During one regularly-scheduled training session between B Co. Soldiers and their 11th IA Div. counterparts, the day began with joint physical fitness training.
“(Working) together exercising helps improve their physical condition and build camaraderie,” said Pfc. Jesse Buck, an infantryman with B Co. and a Springfield, Ohio, native.
After exercising and personal hygiene, Soldiers reported to classrooms for their daily training. The Iraqi Soldiers were separated by their military jobs—infantry Soldiers went to one class and mechanics to another.
Some of the classes hosted by the American mechanics focused on the repair and maintenance of Humvees.
“The Soldiers in the class were mostly drivers and we did have a few mechanics,” said Spc. Anthony Wong, a mechanic with B Co. and a Bethel, Pa., native.
The class consisted of two sessions. The first was a formal classroom environment in which the systems of the vehicle were discussed while the second session offered a hands-on approach which allowed the Soldiers to identify individual parts.
“The (Iraqi Soldiers) were eager to learn, listened, and they retained the information well,” said Wong. “This training is necessary so the Iraqi Army will be self sufficient after we leave.”
During the infantry training, the B Co.
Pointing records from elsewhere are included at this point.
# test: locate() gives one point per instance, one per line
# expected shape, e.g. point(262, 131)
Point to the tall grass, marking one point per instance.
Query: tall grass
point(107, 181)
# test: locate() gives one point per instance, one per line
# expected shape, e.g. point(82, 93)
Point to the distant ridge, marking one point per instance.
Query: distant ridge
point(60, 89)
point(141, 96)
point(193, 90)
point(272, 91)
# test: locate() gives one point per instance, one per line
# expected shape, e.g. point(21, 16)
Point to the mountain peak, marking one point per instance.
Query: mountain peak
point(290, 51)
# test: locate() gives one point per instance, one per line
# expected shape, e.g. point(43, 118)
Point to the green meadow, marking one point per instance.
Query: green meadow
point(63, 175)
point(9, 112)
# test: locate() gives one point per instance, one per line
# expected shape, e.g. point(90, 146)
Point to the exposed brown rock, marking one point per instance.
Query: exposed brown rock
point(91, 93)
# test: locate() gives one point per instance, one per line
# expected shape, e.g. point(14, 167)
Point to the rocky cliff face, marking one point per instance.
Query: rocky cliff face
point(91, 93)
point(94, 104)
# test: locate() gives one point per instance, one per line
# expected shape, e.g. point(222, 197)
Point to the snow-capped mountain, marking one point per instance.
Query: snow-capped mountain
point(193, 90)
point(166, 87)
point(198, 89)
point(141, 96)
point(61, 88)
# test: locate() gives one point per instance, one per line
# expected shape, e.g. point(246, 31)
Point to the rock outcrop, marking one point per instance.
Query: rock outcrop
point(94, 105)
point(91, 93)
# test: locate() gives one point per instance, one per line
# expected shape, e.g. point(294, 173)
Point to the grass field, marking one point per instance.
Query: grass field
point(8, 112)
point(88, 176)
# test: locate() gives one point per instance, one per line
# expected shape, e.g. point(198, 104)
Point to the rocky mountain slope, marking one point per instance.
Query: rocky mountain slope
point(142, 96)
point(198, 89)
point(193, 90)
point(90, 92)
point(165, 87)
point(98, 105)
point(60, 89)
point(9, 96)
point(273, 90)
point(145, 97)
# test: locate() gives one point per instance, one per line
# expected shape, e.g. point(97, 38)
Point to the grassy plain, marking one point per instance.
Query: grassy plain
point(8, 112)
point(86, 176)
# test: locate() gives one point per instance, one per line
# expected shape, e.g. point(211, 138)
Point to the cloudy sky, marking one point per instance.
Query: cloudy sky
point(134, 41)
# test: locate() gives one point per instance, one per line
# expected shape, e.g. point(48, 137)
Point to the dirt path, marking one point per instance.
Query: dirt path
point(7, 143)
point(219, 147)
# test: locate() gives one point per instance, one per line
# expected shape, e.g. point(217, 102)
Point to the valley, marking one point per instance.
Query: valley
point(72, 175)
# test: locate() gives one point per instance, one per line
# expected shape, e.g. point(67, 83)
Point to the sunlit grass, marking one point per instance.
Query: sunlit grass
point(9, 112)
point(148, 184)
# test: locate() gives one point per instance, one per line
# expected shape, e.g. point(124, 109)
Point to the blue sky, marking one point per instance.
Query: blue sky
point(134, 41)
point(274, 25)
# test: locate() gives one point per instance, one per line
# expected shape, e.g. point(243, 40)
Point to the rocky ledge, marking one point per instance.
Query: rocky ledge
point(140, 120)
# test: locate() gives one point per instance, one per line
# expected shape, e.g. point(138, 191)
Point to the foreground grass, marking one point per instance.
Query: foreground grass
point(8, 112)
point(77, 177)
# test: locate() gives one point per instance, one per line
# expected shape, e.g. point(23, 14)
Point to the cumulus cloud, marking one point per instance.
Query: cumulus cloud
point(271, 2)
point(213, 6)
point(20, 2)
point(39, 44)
Soldiers went over weapons tasks such as how to perform a functions check and how to disassemble and clean their weapons, with Buck demonstrating how to perform the tasks to standard. After the demonstration, the class took their own weapons and practiced taking them apart, reassembling them, and then completing a functions check to prove the weapons where assembled correctly.
Additionally, a separate class was conducted for a group of IA officers covering the topics that were trained in the weapons class so they would know the standard being taught to their Soldiers.
“Most the officers have an understanding of the training, so it's mostly just reiterating what they learned,” said Sgt. Adam Cain, an infantry squad leader with B Co. and a Baltimore native.
The final training was a Combat Life Saver course that explained how to perform life-saving techniques while on the battlefield.
“This training is essential for all Soldiers to have so they will have the ability to save someone’s life if needed,” said Spc. Michael May, a medic with B Co. and a Tishomingo, Okla., native.
The medics who taught the class went over the application of tourniquets, field dressings, and pressure dressings. The class also covered how to make improvised tourniquets when medical supplies are not available.
“They were very attentive and ready to train, so overall, the CLS class went well,” May said.